Paul
Goble
Staunton, August 20 – Many Russians,
encouraged by the Kremlin, believe that the Russian economy can bounce back from
the current crisis the way it did after earlier crises in 1998 and 2008, but
their faith is misplaced, Andrey Vorobyev says, because the Russian economy is
not competitive and doesn’t have the reserves it did earlier.
In a comment for “Novaya gazeta,”
the St. Petersburg economist outlines the differences between Russia’s
situation in 1998 at the time of default and in 2008 when the worldwide
recession began and the situation now which is much less hopeful and from which
it will be far more difficult to escape (novayagazeta.ru/comments/69572.html).
With the collapse of oil prices and
the fall in the ruble exchange rate, Vorobyev points out, there is now not only
a decline in both direct and portfolio investments but a dramatic decline in
demand, a new development on the Russian scene in recent times.
In the 1998 crisis, external factors
played a large role in determining the movement of capital and changes in
prices, and “therefore the economy could quickly begin its return to growth: we
had unused productive capacity and a high level of unemployment.” Now, “the
situation is completely different.”
Russia today has the same “old basic
capital,” that capital is near capacity, and “unemployment is relatively low,”
the economist writes. Consequently, even the decline in the value of the ruble “will
not become a stimulus for economic growth” unlike the case 17 years ago.

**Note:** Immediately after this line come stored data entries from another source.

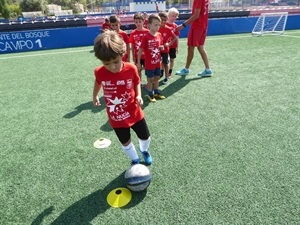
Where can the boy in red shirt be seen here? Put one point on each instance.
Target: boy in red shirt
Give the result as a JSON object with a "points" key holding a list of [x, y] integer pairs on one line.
{"points": [[197, 36], [169, 38], [105, 25], [151, 44], [172, 16], [115, 24], [136, 37], [122, 94]]}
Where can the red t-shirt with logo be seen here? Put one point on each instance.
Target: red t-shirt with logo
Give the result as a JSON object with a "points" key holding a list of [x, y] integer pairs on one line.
{"points": [[125, 38], [202, 20], [173, 27], [135, 38], [167, 35], [119, 95], [105, 26], [150, 44]]}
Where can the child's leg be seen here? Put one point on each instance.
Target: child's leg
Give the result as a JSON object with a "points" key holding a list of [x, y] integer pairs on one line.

Thus, Russia “must be prepared for
the further worsening of the macro-economic situation” rather than expect a
rapid turnaround.
Russia’s economic situation is also
fundamentally different from what it was in 2008, Vorobyev says. Unlike at that
time, the declining price of oil means that the budget “today cannot serve as a
stimulus for the growth of demand,” and the size of the country’s reserve fund
was “incomparably larger then” than it is now.
While one can point to several
specific short-term triggers of the current crisis, it reflects several
long-term factors “connected with the disproportions laid up in [Russia’s]
economy,” he continues. Among these are
an underdeveloped private sector given the growth of state corporations which
get funds and “to put it mildly do not always effectively spend them.”
Other factors working against
recovery are “the high level of the centralization of government finances which
in connection with the decline of oil prices has also suffered” and government
employment policy which has sought to keep people at work even though real
incomes are falling rapidly.
Unless there is a radical change of
course, Vorobyev says, Russia will be able to stay even with or even best the
income levels of the BRICS countries, but it won’t be able to achieve the
standard of living of even the poorer countries of Western Europe such as
Portugal. The best it could might hope
for would be to find itself in the situation of Greece.